Department of Psychology and Neuroscience, University of North Carolina at Chapel Hill.
Department of Mathematics, University of North Carolina at Chapel Hill.
Psychol Methods. 2019 Dec;24(6):675-689. doi: 10.1037/met0000204. Epub 2019 Feb 11.
Psychological researchers often seek to obtain cluster solutions from sparse count matrices (e.g., social networks; counts of symptoms that are in common for 2 given individuals; structural brain imaging). Increasingly, community detection methods are being used to subset the data in a data-driven manner. While many of these approaches perform well in simulation studies and thus offer some improvement upon traditional clustering approaches, there is no readily available approach for evaluating the robustness of these solutions in empirical data. Researchers have no way of knowing if their results are due to noise. We describe here 2 approaches novel to the field of psychology that enable evaluation of cluster solution robustness. This tutorial also explains the use of an associated R package, perturbR, which provides researchers with the ability to use the methods described herein. In the first approach, the cluster assignment from the original matrix is compared against cluster assignments obtained by randomly perturbing the edges in the matrix. Stable cluster solutions should not demonstrate large changes in the presence of small perturbations. For the second approach, Monte Carlo simulations of random matrices that have the same properties as the original matrix are generated. The distribution of quality scores ("modularity") obtained from the cluster solutions from these matrices are then compared with the score obtained from the original matrix results. From this, one can assess if the results are better than what would be expected by chance. perturbR automates these 2 methods, providing an easy-to-use resource for psychological researchers. We demonstrate the utility of this package using benchmark simulated data generated from a previous study and then apply the methods to publicly available empirical data obtained from social networks and structural neuroimaging. (PsycINFO Database Record (c) 2019 APA, all rights reserved).

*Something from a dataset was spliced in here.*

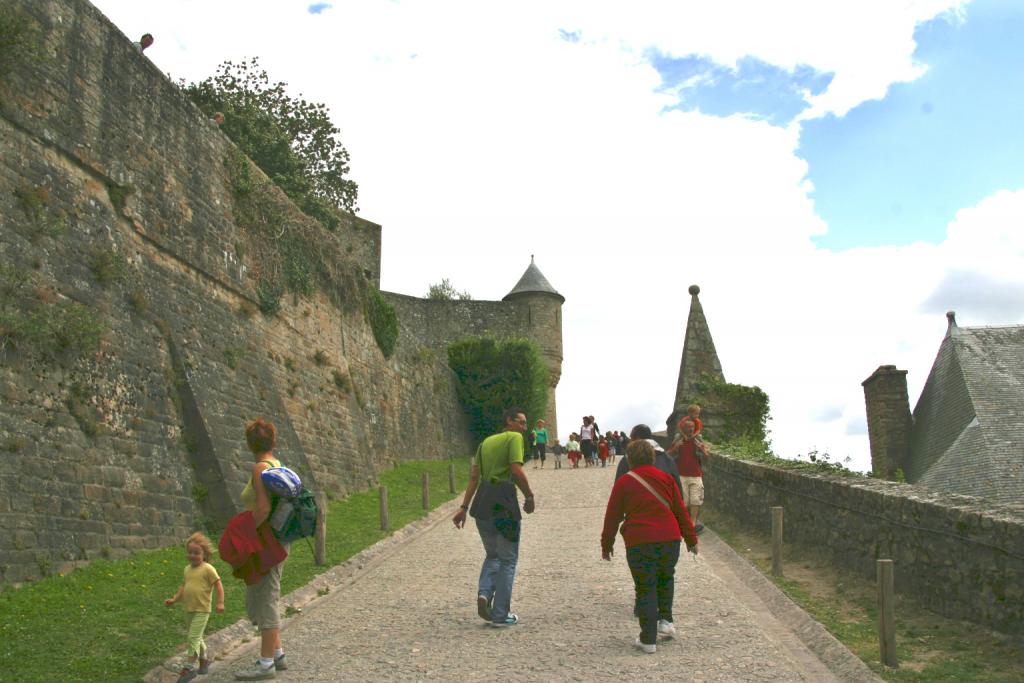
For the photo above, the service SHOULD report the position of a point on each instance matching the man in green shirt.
(498, 464)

心理研究人员通常试图从稀疏计数矩阵中获得聚类解决方案(例如,社交网络;两个特定个体共有的症状计数;结构脑成像)。越来越多的社区检测方法正被用于以数据驱动的方式对数据进行子集化。虽然这些方法中的许多在模拟研究中表现良好,从而在传统聚类方法上提供了一些改进,但在经验数据中没有现成的方法来评估这些解决方案的稳健性。研究人员无法知道他们的结果是否是由于噪声造成的。我们在这里描述了心理学领域的 2 种新颖方法,这些方法能够评估聚类解决方案的稳健性。本教程还解释了关联的 R 包 perturbR 的使用,该包为研究人员提供了使用本文所述方法的能力。在第一种方法中,将原始矩阵的聚类分配与通过随机扰乱矩阵中的边缘获得的聚类分配进行比较。在存在小扰动的情况下,稳定的聚类解决方案不应表现出大的变化。对于第二种方法,生成与原始矩阵具有相同属性的随机矩阵的蒙特卡罗模拟。然后将从这些矩阵的聚类解决方案获得的质量得分(“模块度”)的分布与从原始矩阵结果获得的得分进行比较。通过这种方式,可以评估结果是否优于随机预期的结果。perturbR 自动化了这 2 种方法,为心理研究人员提供了一个易于使用的资源。我们使用先前研究中生成的基准模拟数据演示了该软件包的实用性,然后将这些方法应用于从社交网络和结构神经影像学获得的公开可用的经验数据。(PsycINFO 数据库记录(c)2019 APA,保留所有权利)。